Que faire en ce caniculaire mois d'août 2003 ? La plupart des gens "normaux" optent pour le triptyque plage / huile bronzante / apéro. La pratique de la vitesse en roller doit faire fondre quelques neurones, ou tout du moins altérer sensiblement la perception de la réalité puisqu'en ce qui me concerne la plage sera le lac de Constance, le synthol me tiendra lieu d'huile bronzante et l'apéro se fera à l'isostar (rouge/high Energy ou orange/Fast Re-hydratation suivant votre religion). En effet, je pars à l'autre bout de la Suisse pour participer à la plus longue course d'Europe en roller : le mythique one-eleven qui comme son nom l'indique est une épreuve de 111 km dans les contrées très très vallonnées de la Suisse alémanique.

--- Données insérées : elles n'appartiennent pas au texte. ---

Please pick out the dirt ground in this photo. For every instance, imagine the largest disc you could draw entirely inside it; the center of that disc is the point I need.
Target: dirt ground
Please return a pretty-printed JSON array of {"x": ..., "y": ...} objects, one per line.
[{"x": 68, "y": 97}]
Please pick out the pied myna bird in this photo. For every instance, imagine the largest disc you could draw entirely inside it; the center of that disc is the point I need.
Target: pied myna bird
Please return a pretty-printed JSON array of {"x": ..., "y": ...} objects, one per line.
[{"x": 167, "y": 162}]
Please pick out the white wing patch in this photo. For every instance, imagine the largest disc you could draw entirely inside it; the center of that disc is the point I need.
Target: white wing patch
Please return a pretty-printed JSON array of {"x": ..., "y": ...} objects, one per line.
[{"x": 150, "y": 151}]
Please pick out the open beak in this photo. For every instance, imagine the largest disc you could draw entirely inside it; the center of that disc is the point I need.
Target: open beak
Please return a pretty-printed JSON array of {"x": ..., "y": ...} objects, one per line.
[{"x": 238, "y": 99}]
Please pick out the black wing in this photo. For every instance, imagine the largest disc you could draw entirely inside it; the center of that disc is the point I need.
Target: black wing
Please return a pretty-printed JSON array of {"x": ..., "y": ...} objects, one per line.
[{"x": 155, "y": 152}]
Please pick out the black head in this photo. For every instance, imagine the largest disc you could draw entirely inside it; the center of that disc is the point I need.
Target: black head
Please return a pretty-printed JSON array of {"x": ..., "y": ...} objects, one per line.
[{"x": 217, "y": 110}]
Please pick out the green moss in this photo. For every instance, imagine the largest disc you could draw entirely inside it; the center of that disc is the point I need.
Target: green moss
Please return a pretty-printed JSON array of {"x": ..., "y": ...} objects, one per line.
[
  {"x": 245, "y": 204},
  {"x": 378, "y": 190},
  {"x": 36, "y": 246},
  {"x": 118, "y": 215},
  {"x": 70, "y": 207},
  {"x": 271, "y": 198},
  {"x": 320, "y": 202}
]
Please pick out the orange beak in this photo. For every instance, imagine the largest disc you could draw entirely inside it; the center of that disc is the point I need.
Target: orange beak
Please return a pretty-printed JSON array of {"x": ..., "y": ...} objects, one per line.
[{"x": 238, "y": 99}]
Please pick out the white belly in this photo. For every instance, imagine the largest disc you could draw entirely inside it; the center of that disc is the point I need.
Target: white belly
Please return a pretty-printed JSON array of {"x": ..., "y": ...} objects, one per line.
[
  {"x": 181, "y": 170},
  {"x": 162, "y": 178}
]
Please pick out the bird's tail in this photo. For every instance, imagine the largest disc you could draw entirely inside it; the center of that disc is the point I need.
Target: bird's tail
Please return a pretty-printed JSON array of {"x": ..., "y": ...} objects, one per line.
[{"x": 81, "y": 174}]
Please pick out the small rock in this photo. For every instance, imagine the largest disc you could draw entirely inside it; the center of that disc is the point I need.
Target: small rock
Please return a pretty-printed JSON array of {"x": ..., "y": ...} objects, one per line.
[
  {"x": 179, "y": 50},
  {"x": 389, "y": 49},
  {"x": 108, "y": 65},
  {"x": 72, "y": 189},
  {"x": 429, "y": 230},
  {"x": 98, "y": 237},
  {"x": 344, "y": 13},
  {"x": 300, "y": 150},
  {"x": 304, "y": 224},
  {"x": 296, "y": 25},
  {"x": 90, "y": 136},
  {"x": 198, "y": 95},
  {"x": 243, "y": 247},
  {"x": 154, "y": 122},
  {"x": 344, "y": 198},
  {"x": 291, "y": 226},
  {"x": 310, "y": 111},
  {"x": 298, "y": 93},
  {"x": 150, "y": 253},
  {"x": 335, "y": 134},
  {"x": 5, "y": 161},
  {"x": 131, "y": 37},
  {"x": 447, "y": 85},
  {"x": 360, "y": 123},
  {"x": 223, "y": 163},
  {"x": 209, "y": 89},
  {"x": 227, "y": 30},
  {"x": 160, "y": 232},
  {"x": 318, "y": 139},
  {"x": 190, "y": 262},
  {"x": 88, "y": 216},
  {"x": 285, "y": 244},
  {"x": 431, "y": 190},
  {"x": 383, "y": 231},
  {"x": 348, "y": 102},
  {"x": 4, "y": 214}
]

L'épreuve commence par un long trajet en voiture sous un soleil de plomb. Je peux même en profiter pour tester les gadgets de mon téléphone qui incorpore un thermomètre histoire d'établir quelques records inaccessibles à ceux qui ont la climatisation à bord... Sur le trajet de l'aller un petit arrêt pèlerinage à Lausanne (véritable terre sacrée du roller) sur le port d'Ouchy (lieu de rassemblement des mythiques Urban Contests), pour pique-niquer face au lac Léman. Je suis parti avec quelques coquipiers, histoire de relacher la pression qui monte doucement, nous en profitons pour tester, sous le regard un peu halluciné des autochtones, les jeux pour enfants du coin : imaginez un peu Régis, un patineur du genre "costaud" (un bon mètre 90 pour quatre-vingt et quelques kilos) dans un toboggan pour moins de dix ans et vous aurez une petite idée de ce que le mot "surprenant" peut parfois recouvrir. Quelques litres de sueurs plus loin nous arrivons à Saint-Gall. Une petite erreur de parcours nous fait passer la ligne d'arrivée...en voiture. L'organisation, parfaite, la propreté du lieu, d'une qualité quasiment "militaire", les églises baroques... nous font comprendre que nous ne sommes plus vraiment sur le même continent. Bienvenue en Europe centrale !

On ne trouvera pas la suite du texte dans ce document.